Robert tupfte die Zigarre in den Aschenbecher, holte sich einen Cognac, liess ihn im Schwenker kreisen. «Ning wohnt jetzt bei mir. Wie findest du das?» Er grinste wie ein Schüler, der mit seinem ersten erotischen Abenteuer prahlt.
«Willst du mich um Erlaubnis fragen?»
«Ich will nur wissen, was du darüber denkst.»
«Wenn ich sagen würde, ich finde es total daneben?»
Er nahm einen Schluck, hob die Schultern.
«Brauchst du denn einen Schutzengel?»
«Ich brauche …» Er setzte den Schwenker an die Lippen und nahm einen Schluck.

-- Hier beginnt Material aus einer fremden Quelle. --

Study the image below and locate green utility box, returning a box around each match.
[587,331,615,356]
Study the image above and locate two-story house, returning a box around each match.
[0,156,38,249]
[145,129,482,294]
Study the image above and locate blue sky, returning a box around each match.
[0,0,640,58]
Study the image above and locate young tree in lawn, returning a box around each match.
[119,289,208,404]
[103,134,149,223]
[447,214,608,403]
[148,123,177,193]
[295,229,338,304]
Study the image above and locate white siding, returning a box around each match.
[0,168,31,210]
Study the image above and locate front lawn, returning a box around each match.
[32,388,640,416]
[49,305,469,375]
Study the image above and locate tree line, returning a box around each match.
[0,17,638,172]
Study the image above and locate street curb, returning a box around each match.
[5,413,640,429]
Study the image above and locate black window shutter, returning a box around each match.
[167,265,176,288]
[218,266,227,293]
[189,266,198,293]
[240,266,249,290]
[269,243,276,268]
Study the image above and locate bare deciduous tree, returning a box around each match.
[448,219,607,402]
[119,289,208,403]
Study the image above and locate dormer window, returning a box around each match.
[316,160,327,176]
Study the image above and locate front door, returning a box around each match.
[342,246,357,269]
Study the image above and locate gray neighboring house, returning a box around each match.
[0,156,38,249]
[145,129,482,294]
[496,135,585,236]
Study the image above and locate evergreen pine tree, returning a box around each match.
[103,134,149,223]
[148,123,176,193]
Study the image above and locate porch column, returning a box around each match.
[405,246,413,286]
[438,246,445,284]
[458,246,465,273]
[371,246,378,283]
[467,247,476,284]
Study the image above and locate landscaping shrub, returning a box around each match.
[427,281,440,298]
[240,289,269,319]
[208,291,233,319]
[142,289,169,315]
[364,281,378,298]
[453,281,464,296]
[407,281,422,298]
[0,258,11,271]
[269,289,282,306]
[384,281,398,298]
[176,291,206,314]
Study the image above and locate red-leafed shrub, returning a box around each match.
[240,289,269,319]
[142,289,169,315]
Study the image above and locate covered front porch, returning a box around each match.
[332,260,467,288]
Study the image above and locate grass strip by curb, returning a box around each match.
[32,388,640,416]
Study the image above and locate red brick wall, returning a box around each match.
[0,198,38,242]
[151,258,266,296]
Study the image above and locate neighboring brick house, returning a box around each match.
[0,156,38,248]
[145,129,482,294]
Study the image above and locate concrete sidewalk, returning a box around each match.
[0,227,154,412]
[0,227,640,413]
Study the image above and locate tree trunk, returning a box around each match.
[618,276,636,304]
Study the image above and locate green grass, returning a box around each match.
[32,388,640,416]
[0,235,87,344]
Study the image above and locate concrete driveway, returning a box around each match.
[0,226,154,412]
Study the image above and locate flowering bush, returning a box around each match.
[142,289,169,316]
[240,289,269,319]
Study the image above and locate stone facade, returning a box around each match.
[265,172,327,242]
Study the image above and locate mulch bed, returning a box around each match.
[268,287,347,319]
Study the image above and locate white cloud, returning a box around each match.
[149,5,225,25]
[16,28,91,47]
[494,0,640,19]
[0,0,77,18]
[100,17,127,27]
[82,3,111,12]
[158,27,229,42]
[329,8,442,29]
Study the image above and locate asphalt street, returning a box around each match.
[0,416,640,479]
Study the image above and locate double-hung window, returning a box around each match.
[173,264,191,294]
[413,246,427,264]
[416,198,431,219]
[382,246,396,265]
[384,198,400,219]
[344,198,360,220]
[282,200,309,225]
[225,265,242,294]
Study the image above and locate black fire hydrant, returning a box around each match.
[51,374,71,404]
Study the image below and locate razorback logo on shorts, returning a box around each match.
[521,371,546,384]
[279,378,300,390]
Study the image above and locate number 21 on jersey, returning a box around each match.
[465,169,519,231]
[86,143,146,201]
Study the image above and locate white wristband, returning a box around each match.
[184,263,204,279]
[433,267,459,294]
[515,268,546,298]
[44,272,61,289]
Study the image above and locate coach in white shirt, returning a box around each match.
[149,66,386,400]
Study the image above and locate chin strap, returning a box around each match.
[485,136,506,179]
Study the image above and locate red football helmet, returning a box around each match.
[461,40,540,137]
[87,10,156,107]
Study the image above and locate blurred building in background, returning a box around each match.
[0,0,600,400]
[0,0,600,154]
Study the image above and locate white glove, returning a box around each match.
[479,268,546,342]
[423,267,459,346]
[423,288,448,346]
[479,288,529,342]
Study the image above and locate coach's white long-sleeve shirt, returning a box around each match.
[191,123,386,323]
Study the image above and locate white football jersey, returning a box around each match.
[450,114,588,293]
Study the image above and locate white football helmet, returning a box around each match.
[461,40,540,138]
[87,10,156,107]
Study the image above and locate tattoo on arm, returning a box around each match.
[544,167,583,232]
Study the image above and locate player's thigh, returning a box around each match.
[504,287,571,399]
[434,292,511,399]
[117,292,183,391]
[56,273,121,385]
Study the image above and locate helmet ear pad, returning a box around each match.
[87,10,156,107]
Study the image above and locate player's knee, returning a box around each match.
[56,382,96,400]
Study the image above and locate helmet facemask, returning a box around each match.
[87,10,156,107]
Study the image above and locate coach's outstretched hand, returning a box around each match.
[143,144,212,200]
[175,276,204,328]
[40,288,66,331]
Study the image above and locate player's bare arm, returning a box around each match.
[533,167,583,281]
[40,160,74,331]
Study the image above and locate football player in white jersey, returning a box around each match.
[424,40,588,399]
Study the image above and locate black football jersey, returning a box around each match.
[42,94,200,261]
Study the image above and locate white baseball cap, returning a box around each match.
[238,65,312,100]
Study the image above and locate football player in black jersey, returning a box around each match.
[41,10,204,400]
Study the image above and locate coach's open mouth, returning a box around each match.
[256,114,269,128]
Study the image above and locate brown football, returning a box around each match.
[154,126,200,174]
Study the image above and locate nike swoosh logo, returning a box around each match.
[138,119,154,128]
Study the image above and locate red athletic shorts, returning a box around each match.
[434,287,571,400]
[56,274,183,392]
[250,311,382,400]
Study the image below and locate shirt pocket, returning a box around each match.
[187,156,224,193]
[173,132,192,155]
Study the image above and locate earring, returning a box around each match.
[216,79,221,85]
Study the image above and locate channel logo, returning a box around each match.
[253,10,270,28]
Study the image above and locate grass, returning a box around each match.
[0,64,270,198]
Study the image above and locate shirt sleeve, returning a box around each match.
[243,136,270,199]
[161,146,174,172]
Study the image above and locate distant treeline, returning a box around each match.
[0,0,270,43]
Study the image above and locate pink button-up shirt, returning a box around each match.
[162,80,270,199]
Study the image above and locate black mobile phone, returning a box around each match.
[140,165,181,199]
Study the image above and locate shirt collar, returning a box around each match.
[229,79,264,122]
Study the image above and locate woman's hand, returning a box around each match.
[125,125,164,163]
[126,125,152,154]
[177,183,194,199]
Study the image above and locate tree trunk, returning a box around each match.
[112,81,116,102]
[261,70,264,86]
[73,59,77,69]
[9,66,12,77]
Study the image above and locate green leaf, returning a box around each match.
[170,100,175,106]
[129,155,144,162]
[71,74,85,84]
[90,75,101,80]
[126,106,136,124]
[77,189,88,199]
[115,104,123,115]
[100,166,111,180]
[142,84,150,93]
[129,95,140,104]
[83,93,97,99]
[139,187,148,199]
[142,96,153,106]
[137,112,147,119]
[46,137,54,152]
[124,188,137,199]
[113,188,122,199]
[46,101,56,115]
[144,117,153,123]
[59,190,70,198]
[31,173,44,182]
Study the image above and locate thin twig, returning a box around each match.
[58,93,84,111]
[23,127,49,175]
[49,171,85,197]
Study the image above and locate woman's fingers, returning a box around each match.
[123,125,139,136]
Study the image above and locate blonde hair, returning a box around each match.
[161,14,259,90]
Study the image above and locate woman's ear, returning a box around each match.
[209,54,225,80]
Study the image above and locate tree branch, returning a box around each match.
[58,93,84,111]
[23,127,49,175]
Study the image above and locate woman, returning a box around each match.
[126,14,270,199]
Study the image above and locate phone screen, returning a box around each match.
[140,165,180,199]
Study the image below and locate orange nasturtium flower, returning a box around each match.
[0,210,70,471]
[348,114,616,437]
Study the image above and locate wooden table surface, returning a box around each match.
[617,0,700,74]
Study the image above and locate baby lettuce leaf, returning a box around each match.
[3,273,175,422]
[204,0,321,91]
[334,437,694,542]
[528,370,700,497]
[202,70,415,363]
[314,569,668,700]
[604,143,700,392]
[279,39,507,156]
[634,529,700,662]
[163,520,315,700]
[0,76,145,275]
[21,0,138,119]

Andrea trat hinter ihn, legte ihre Hände auf seine Schultern, gab ihm einen flüchtigen Kuss auf den Flaum seiner Glatze. Wie alt war er? Gut sechzig, frühpensioniert. Und Ning? Nicht zu schätzen, irgendwo zwischen achtzehn und vierzig. Engel haben kein Alter. Engel sprechen Englisch. Engel fallen vom Himmel. Engel werden gebraucht.
«Soll ich der Sache nachgehen? Was meinst du?» Er strich sich über den Haarkranz, erhob sich dann schwerfällig und schwankend. «Ich habe noch einen heissen Draht zur Firma.»
«Wenns dich interessiert», sagte sie. «Ich muss jetzt gehen. Habe morgen einen Gast.»
«Dann läuft das Geschäft also?»
«Es läuft, du kannst beruhigt sein.»
In der Küche polierte Ning den Abwaschtrog und summte dazu eine Melodie.
«The meal was delicious», sagte Andrea.
«Thank you very much. You are so kind.»
Andrea drückte ihr die Hand vorsichtig, sie hatte Angst, mit ihren Kletterhänden die zarten Finger zu brechen.
Als sie im Wagen sass, stand Ning mit Robert am Fenster. Sie hatte sich bei ihm eingehängt, schien sich an ihm festzuhalten und winkte. Andrea winkte zurück.